La prochaine lutte palestinienne

Par

> editor@palestinechronicle.com

Ramzy Baroud enseigne la communication à l'université de Technologie Curtin et est l'auteur du livre à paraître : “The Second Palestinian Intifada: A Chronicle of a People’s Struggle” (Pluto Press, London), ("Le deuxième Intifada palestinien : Une chronique de la lutte d'un peuple"), est maintenant disponible sur Amazon.com. Il est également rédacteur-en-chef de Palestine Chronicle. Il peut être contacté à l'adresse suivante : editor@palestinechronicle.com

Mais dans la précipitation pour former un gouvernement, des questions clés ne doivent pas être mises de côté : Qui parlera au nom des Palestiniens au niveau international ? Qui formulera leur agenda de politique étrangère ? Et qui aura la tâche de défendre ou de redéfinir leurs constantes nationales : le droit au retour des réfugiés, la fin de l'occupation israélienne, la préservation de leurs droits à l'eau, le retrait de toutes les colonies, les frontières, etc. ? Sera-t-ce Abbas, président de l'OLP, ou le conseil législatif élu et le gouvernement?

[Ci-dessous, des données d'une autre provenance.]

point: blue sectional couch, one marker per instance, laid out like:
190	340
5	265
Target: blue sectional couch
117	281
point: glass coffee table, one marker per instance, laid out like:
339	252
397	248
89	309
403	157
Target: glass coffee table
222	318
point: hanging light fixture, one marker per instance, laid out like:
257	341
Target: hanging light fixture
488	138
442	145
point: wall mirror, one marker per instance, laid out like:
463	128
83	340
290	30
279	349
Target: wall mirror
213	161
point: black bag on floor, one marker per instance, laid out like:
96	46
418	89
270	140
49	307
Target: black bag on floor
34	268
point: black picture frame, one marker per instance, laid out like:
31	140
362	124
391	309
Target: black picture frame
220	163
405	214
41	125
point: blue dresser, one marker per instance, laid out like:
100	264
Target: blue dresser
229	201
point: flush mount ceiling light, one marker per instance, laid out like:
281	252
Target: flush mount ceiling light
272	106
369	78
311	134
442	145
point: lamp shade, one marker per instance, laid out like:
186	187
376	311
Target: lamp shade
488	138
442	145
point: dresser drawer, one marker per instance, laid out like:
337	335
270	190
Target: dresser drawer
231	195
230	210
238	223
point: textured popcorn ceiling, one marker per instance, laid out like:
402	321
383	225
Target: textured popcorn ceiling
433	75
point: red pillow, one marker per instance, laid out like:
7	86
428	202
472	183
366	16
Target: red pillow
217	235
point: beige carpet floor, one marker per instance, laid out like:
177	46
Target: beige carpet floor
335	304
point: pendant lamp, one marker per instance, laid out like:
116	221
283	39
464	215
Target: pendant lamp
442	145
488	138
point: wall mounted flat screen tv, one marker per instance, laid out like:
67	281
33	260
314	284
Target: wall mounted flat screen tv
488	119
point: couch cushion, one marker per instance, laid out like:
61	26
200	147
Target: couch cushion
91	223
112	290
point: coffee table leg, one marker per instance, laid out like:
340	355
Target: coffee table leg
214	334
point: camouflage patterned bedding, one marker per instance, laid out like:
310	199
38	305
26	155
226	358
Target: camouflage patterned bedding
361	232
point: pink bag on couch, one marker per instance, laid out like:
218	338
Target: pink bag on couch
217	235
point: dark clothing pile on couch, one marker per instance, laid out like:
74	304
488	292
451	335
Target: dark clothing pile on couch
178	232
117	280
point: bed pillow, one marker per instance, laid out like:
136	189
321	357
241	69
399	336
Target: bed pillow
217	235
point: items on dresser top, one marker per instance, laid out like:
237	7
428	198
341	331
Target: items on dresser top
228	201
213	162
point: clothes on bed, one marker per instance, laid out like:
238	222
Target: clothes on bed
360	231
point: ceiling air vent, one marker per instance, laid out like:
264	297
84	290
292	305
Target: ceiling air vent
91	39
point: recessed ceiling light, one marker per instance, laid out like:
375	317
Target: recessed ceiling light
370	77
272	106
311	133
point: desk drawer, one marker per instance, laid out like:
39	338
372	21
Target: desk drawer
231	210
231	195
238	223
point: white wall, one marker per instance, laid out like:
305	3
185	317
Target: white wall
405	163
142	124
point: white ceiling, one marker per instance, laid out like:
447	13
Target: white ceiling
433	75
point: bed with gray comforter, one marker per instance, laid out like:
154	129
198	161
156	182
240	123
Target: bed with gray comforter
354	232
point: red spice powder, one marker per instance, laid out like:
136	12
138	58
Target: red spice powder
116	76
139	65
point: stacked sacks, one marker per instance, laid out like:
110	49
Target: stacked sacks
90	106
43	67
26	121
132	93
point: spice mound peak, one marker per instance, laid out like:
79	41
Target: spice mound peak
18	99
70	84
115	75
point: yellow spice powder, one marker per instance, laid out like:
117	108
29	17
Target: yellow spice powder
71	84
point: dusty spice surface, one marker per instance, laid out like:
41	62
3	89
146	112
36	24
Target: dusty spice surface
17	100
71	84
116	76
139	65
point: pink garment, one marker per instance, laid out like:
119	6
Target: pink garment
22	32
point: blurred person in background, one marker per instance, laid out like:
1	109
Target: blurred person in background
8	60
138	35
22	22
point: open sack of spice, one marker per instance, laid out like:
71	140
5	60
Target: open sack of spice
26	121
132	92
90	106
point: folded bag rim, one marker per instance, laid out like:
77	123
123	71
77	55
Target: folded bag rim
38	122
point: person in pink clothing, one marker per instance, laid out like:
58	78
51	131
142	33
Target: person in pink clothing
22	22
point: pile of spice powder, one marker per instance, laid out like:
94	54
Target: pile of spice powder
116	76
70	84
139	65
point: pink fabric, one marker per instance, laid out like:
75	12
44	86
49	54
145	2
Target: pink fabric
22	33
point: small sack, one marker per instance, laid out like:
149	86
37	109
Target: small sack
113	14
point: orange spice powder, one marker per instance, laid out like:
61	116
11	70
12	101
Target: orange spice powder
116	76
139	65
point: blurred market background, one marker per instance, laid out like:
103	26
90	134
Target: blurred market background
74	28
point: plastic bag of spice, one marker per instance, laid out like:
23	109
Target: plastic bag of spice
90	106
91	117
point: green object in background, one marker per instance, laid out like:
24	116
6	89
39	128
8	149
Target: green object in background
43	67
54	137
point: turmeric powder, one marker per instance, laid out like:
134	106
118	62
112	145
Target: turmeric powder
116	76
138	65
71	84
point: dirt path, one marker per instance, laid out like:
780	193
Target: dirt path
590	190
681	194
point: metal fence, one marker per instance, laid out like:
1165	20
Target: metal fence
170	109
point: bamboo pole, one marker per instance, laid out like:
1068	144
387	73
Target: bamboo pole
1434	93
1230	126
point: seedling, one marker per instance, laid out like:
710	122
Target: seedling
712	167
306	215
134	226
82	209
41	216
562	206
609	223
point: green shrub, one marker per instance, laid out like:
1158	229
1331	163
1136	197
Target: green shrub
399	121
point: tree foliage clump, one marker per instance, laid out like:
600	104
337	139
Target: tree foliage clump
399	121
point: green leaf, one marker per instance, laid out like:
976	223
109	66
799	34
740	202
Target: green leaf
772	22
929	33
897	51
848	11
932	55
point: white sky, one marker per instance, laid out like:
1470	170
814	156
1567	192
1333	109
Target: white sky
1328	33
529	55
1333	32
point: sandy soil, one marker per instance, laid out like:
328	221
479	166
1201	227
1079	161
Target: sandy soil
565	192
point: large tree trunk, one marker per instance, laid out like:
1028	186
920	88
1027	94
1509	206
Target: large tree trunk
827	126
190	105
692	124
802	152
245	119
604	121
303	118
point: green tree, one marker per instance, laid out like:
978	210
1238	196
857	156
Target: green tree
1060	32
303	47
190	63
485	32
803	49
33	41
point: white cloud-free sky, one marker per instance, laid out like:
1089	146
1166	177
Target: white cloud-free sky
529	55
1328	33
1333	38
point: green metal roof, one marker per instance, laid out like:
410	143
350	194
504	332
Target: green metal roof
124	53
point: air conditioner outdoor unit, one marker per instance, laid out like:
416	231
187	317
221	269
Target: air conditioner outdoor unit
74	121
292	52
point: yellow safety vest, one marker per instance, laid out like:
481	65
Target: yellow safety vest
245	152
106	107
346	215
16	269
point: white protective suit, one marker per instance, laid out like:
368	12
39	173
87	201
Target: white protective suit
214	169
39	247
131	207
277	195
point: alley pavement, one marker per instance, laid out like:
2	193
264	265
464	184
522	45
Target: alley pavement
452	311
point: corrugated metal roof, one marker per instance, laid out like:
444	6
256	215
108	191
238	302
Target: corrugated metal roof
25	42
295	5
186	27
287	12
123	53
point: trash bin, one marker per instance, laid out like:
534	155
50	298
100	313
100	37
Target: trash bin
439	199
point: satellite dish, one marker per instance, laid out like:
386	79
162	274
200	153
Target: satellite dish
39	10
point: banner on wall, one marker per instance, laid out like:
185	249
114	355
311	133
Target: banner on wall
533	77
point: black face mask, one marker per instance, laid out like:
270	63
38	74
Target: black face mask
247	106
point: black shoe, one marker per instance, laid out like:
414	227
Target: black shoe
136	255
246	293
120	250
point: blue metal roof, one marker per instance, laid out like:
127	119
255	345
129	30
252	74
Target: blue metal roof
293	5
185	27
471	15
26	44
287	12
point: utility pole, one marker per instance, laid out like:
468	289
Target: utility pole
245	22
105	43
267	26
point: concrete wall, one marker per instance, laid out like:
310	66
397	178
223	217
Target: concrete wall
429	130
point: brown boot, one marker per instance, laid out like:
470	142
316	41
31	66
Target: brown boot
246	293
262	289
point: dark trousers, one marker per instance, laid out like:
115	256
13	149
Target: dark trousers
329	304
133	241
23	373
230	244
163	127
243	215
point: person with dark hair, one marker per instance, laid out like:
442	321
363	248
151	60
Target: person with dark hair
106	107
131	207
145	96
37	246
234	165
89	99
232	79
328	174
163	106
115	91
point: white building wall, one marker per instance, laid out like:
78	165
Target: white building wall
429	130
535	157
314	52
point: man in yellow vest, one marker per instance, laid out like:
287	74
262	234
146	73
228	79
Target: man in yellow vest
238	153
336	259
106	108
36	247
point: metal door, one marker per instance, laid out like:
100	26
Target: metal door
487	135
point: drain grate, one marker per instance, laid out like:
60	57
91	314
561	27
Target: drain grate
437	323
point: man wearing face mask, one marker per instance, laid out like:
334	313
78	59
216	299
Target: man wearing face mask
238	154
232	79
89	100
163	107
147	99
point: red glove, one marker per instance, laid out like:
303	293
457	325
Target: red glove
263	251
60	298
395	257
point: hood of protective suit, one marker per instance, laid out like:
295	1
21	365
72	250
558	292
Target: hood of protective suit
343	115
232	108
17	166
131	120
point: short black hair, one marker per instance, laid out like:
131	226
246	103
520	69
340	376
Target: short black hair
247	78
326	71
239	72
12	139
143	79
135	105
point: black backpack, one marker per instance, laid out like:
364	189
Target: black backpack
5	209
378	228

La prochaine lutte palestinienne


Un expert en matière de droit international et un vieil ami des Palestiniens m'a écrit en totale détresse quelques jours après que l'on ait appris que le Président palestinien Mahmoud Abbas et le premier ministre Ismael Haniyeh s'étaient mis d'accord le 11 septembre pour former un gouvernement d'unité nationale.

La teneur de son message était alarmante, particulièrement de la part d'un universitaire américain objectif qui a été impliqué dans la rédaction des précédents documents nationaux palestiniens.
"Les Palestiniens étaient fondés", telle était la signification sous-jacente de son message.

Pour comprendre pourquoi, voici une partie du contexte.

La déclaration d'indépendance palestinienne de 1988 en Algérie a été structurée de façon à permettre au comité de direction de l'Organisation de Libération de la palestine (OLP) de se concerter sur la politique étrangère, représentant ainsi les Palestiniens dans tous futurs accords avec Israël.

La signature des Accords d'Oslo en septembre 1993 et a rétrogradé la fonction du comité de direction et a par la suite miné l'importance de l'OLP, a concentré le pouvoir entre les mains de quelques uns à la direction de l'autorité palestinienne (PA) : le défunt Président Yasser Arafat et une clique d'entrepreneurs et d'ex-révolutionnaires devenus des profiteurs de période de guerre.

Cette combinaison a détruit les accomplissements du premier soulèvement palestinien de 1987-1993 d'une façon dont Israël pourrait seulement rêver : Elle a cimenté une société de classes faiblement existante, a détruit l'impressionnante unité nationale réalisée par la direction de divers partis basés en Palestine, a détourné la lutte du peuple, la ramenant à de purs slogans et a endommagé la crédibilité palestinienne régionalement et internationalement.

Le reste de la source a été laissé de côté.